Idea para un país: un sitio escarpado con clima de democracia, como los Estados Unidos de antes de Trump, en el que los expresidentes permitan la historia, y sean ciudadanos decorosos y sabios a regañadientes, y no se corra peligro cuando se escriban biografías no autorizadas de los poderosos.

Santos se ha ido, luego de ocho años de gobernar a su manera, sin haber caído en la trampa de creer en un “santismo”, pero víctima de un “antisantismo” virulento que irá desapareciendo. Santos fue un periodista ansioso, un político extraviado, un ministro ejecutivo de tres gobiernos diferentes antes de ser el temible candidato uribista que contra todos los pronósticos de las elecciones de 2010 –recuerdo la sensación de que su victoria nos obligaba a seguir fingiendo un país entre la guerra– consiguió lo mejor que puede conseguir un gobernante de acá: poner en marcha la Constitución liberal de 1991, ahondar la democracia, aplazar “el embrujo autoritario”. Decir que en su presidencia hubo salidas en falso, arrogancias fatales, cegueras a los dramas sociales, frivolidades, autogoles, es decir que fue una presidencia de estas. Su clientelismo fue salvaje: eso sí. Pero conjuró la tiranía, que ya es mucho.

Consiguió la paz con las FARC, sí, en medio de la oposición más rastrera que recuerde yo, pero sobre todo logró una administración sintonizada con los derechos de todos que no fue nunca una fuente de miedo: criticarlo desde el periodismo no fue correr un riesgo.

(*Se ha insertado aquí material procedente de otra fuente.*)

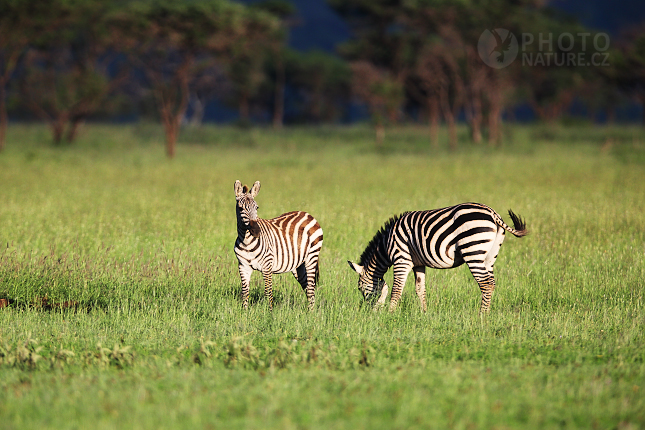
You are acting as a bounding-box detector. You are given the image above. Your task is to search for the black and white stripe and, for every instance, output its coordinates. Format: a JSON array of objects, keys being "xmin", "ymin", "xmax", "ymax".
[
  {"xmin": 348, "ymin": 203, "xmax": 527, "ymax": 312},
  {"xmin": 234, "ymin": 180, "xmax": 324, "ymax": 310}
]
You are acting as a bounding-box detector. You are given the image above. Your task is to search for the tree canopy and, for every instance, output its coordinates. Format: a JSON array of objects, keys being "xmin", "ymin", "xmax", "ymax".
[{"xmin": 0, "ymin": 0, "xmax": 643, "ymax": 154}]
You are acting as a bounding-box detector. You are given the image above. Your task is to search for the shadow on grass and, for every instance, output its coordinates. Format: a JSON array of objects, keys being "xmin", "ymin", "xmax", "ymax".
[{"xmin": 0, "ymin": 296, "xmax": 108, "ymax": 313}]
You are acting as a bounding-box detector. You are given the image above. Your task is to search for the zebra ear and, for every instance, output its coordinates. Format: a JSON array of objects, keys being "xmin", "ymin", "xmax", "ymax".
[
  {"xmin": 250, "ymin": 181, "xmax": 261, "ymax": 198},
  {"xmin": 234, "ymin": 180, "xmax": 244, "ymax": 198},
  {"xmin": 347, "ymin": 261, "xmax": 363, "ymax": 275}
]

Desde que tengo memoria se ha publicitado a diestra y siniestra el estereotipo de Santos: el hombre prepotente, calculador e inescrupuloso, hijo de El Tiempo, que tenía que ser presidente. Pero lo cierto es que en los últimos años, más allá de las mezquindades y de las famas que vaya uno a saber, ha sido claro que el expresidente es más complejo que eso. Que pasó de ser un jugador de póker de club social a ser un testigo sacudido por el drama de Colombia. Que alcanzó la gloria de quedarse sin amigos en la clase política. Que luego de llegar al poder como se llega acá, luego de verse sorprendido, durante ocho años, por la necesidad de no gobernar en vano, se despidió como presentándose ahora sí a todos: dio entrevistas autocríticas, capoteó los delirios de Maduro, inauguró un “contramonumento” ideado por la artista Doris Salcedo a partir de las armas fundidas de las FARC, en una casa en el barrio La Candelaria de Bogotá, y se rió de sí mismo –se parodió y se redefinió a sí mismo– en un video estupendo en el canal de YouTube del escritor humorístico Daniel Samper Ospina.

Idea para una serie: un impopular presidente de un país abrumado por la violencia, un país azuzado por una derecha inmisericorde y partido en pedazos por una guerra interminable por la tierra, logra que su última semana sea la mejor de su gobierno.